To date, 28 million COVID-19 doses, of different vaccines, have been administered in Africa, which represents less than two doses administered per 100 people in Africa. Globally, 1.5 billion COVID-19 vaccine doses have been administered.
"As supplies dry up, dose-sharing is an urgent, critical and short-term solution to ensuring that Africans at the greatest risk of COVID-19 get the much-needed protection," said Dr Matshidiso Moeti, WHO Regional Director for Africa. "Africa needs vaccines now. Any pause in our vaccination campaigns will lead to lost lives and lost hope."
"It's too soon to tell if Africa is on the cusp of a third wave. However, we know that cases are rising, and the clock is ticking so we urgently appeal to countries that have vaccinated their high-risk groups to speed up the dose-sharing to fully protect the most vulnerable people."
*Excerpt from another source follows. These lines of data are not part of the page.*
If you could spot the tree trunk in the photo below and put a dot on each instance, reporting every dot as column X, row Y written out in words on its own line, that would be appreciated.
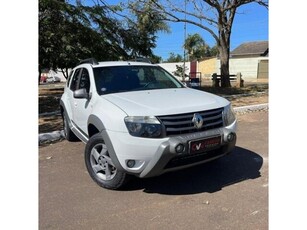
column 39, row 74
column 224, row 51
column 225, row 81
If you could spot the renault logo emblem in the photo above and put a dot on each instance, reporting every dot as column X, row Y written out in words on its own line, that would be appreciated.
column 197, row 120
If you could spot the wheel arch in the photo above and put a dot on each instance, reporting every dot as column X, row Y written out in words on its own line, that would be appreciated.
column 94, row 125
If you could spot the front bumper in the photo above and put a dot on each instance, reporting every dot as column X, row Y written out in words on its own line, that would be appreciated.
column 154, row 157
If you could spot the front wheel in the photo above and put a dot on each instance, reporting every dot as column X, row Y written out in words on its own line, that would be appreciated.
column 100, row 165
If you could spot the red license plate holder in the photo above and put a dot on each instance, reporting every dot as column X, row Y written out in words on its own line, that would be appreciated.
column 203, row 145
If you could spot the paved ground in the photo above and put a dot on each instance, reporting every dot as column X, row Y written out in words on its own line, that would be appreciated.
column 231, row 193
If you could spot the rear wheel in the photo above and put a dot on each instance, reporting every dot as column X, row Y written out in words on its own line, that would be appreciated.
column 100, row 165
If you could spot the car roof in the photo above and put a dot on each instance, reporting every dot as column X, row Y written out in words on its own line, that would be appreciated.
column 117, row 63
column 121, row 63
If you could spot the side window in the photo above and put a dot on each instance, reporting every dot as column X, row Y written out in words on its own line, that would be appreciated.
column 85, row 80
column 75, row 80
column 69, row 78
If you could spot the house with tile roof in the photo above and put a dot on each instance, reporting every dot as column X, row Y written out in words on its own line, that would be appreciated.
column 251, row 59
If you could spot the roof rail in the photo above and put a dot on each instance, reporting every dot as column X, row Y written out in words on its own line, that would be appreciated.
column 141, row 59
column 92, row 61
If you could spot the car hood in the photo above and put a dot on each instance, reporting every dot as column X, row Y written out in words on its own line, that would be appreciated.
column 165, row 101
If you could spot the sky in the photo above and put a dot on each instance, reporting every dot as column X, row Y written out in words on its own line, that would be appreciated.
column 250, row 24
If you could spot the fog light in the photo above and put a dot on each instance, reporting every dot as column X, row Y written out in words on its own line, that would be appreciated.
column 130, row 163
column 179, row 148
column 230, row 137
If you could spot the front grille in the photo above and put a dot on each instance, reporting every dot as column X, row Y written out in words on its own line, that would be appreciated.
column 190, row 159
column 182, row 123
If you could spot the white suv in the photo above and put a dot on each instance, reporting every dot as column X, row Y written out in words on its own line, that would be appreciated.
column 138, row 119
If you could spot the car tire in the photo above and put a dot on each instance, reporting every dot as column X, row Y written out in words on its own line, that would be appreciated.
column 69, row 135
column 100, row 165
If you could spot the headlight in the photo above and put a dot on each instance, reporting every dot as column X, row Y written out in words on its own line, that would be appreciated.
column 143, row 126
column 228, row 115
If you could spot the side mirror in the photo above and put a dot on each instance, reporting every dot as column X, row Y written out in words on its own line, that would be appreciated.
column 81, row 93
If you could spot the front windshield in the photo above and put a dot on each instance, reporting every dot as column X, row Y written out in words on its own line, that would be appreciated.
column 116, row 79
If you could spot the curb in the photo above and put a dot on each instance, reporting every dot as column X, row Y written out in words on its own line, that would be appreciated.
column 44, row 138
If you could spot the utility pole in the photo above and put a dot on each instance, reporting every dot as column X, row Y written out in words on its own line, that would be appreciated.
column 185, row 37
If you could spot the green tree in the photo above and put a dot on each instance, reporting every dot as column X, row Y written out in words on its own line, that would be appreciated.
column 174, row 58
column 214, row 17
column 69, row 32
column 196, row 47
column 147, row 22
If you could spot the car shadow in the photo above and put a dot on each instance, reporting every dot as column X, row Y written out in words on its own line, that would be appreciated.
column 242, row 164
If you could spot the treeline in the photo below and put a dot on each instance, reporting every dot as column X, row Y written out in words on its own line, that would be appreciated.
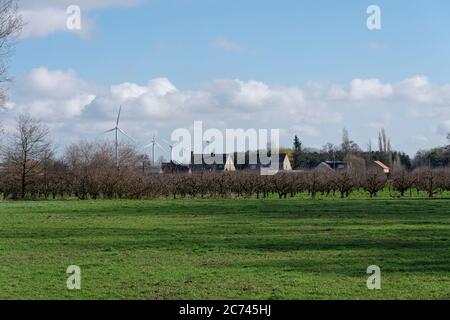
column 98, row 178
column 29, row 169
column 350, row 152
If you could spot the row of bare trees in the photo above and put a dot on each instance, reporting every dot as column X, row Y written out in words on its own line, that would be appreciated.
column 29, row 169
column 97, row 178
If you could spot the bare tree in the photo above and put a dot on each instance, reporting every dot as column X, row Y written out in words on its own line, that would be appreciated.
column 27, row 150
column 10, row 26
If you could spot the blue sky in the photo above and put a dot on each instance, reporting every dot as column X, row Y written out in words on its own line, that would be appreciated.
column 310, row 47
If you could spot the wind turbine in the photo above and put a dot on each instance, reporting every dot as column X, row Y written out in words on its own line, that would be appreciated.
column 154, row 144
column 116, row 129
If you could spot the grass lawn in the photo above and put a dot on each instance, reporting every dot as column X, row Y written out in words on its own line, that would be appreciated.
column 226, row 249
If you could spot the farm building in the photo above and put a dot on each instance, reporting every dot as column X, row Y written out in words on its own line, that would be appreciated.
column 173, row 167
column 235, row 162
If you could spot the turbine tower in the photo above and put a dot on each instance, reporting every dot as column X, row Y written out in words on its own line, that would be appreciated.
column 116, row 130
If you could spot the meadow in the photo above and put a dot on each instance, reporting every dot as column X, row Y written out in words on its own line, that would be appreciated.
column 226, row 248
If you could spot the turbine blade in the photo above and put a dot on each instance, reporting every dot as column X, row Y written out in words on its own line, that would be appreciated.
column 167, row 143
column 121, row 131
column 118, row 116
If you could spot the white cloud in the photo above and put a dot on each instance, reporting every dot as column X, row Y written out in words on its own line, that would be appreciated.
column 369, row 89
column 76, row 107
column 52, row 95
column 227, row 45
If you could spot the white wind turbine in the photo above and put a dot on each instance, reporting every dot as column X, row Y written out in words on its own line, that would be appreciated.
column 116, row 129
column 154, row 144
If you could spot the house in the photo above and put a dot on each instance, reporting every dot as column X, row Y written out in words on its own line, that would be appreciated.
column 235, row 162
column 378, row 166
column 211, row 162
column 334, row 165
column 174, row 167
column 323, row 167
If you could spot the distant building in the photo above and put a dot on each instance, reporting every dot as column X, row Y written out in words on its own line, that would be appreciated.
column 212, row 162
column 173, row 168
column 235, row 162
column 338, row 165
column 324, row 167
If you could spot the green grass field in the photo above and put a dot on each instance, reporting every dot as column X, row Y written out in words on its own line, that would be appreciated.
column 226, row 249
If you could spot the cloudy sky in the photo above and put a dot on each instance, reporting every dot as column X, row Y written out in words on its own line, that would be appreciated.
column 307, row 67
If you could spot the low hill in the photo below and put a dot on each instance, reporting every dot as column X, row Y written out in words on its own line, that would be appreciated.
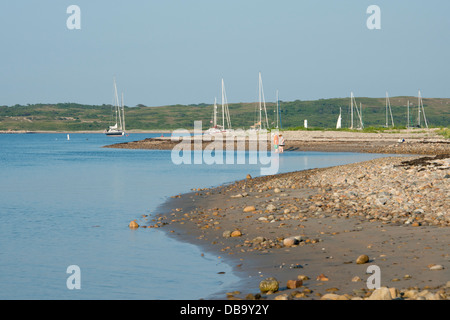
column 322, row 113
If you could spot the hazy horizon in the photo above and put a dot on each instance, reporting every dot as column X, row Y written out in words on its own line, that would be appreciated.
column 177, row 52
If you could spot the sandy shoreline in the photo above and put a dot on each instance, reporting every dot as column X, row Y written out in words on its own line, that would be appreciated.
column 415, row 142
column 395, row 210
column 405, row 238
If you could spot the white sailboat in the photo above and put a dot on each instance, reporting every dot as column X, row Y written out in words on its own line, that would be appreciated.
column 354, row 105
column 217, row 128
column 214, row 128
column 388, row 108
column 421, row 110
column 118, row 129
column 339, row 122
column 262, row 123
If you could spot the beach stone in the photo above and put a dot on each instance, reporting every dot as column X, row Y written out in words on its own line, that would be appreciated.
column 394, row 293
column 226, row 234
column 437, row 267
column 411, row 294
column 133, row 224
column 322, row 277
column 258, row 240
column 382, row 293
column 283, row 296
column 269, row 284
column 236, row 233
column 362, row 259
column 249, row 208
column 333, row 296
column 291, row 241
column 294, row 284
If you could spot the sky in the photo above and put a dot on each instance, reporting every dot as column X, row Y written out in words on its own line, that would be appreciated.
column 165, row 52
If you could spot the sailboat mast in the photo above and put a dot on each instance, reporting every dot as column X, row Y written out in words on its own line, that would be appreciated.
column 260, row 104
column 387, row 99
column 215, row 113
column 278, row 108
column 123, row 114
column 223, row 106
column 407, row 116
column 351, row 110
column 116, row 101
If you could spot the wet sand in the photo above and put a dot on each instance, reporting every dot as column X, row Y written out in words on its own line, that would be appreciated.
column 394, row 210
column 415, row 142
column 335, row 227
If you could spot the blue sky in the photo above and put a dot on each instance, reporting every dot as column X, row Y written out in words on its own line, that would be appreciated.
column 177, row 51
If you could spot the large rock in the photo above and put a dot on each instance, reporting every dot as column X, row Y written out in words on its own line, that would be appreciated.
column 133, row 225
column 269, row 285
column 249, row 209
column 382, row 293
column 294, row 284
column 362, row 259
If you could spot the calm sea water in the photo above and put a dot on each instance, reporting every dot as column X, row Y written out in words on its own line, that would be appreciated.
column 68, row 202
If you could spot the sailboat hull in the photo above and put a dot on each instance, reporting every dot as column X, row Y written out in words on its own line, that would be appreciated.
column 118, row 133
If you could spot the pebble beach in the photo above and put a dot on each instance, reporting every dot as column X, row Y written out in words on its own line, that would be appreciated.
column 318, row 234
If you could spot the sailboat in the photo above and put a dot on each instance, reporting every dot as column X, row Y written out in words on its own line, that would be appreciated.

France is the first country to share COVID-19 vaccines from its domestic supply, donating over 31 000 doses to Mauritania, with another 74 400 set for imminent delivery. France has pledged to share half a million more doses with six African countries in the next few weeks. The European Union and its Member States have pledged over 100 million doses for low-income countries by the end of 2021. The United States of America has pledged to share 80 million doses with lower-income countries, and other high-income countries have expressed interest in sharing vaccines. Expediting these pledges is crucial and the COVAX Facility is a proven tool for swift delivery.
African countries that are unable to use all their vaccines are sharing them across the continent. While this prevents vaccine wastage, redistributing doses is costly and countries must roll out all available doses as soon as possible. WHO is working closely with countries to improve vaccine rollout by optimizing delivery strategies and increasing uptake.
In the longer term, Africa must boost its manufacturing capacity for vaccines. Yet there is no quick-fix and putting the policies, processes and partnerships in place may take years. Intellectual Property waivers are a crucial first step but must come alongside the sharing of expertise and critical technologies.
More than 100 WHO Member States, including 54 African countries are co-sponsoring a draft resolution led by Ethiopia which is being presented at this week’s World Health Assembly. The resolution aims to strengthen local production, promote technology transfers and innovation, and consider the agreement on Trade-Related Aspects of Intellectual Property Rights and intellectual property rights through the lens of boosting local production.
WHO is helping African Member States to lay the groundwork to build up vaccine manufacturing capacity. Around 40 African countries joined a recent WHO training to build manufacturing capacities and WHO is working with the African Union to support the African Pharmaceutical Manufacturing Plan for Africa, supporting feasibility studies and potential technology transfers on request, sharing expertise and helping forge crucial partnerships.
Dr Moeti spoke during a virtual press conference today facilitated by APO Group. She was joined by Honorable Semano Henry Sekatle, Minister of Health, Lesotho, and Her Excellency Stéphanie Seydoux, Ambassador for Global Health, Ministry for Europe and Foreign Affairs, France. Also on hand to answer questions were Dr Richard Mihigo, Coordinator, Immunization and Vaccines Development Programme, WHO Regional Office for Africa, and Dr Nsenga Ngoy, Emergency Response Programme Manager, WHO Regional Office for Africa.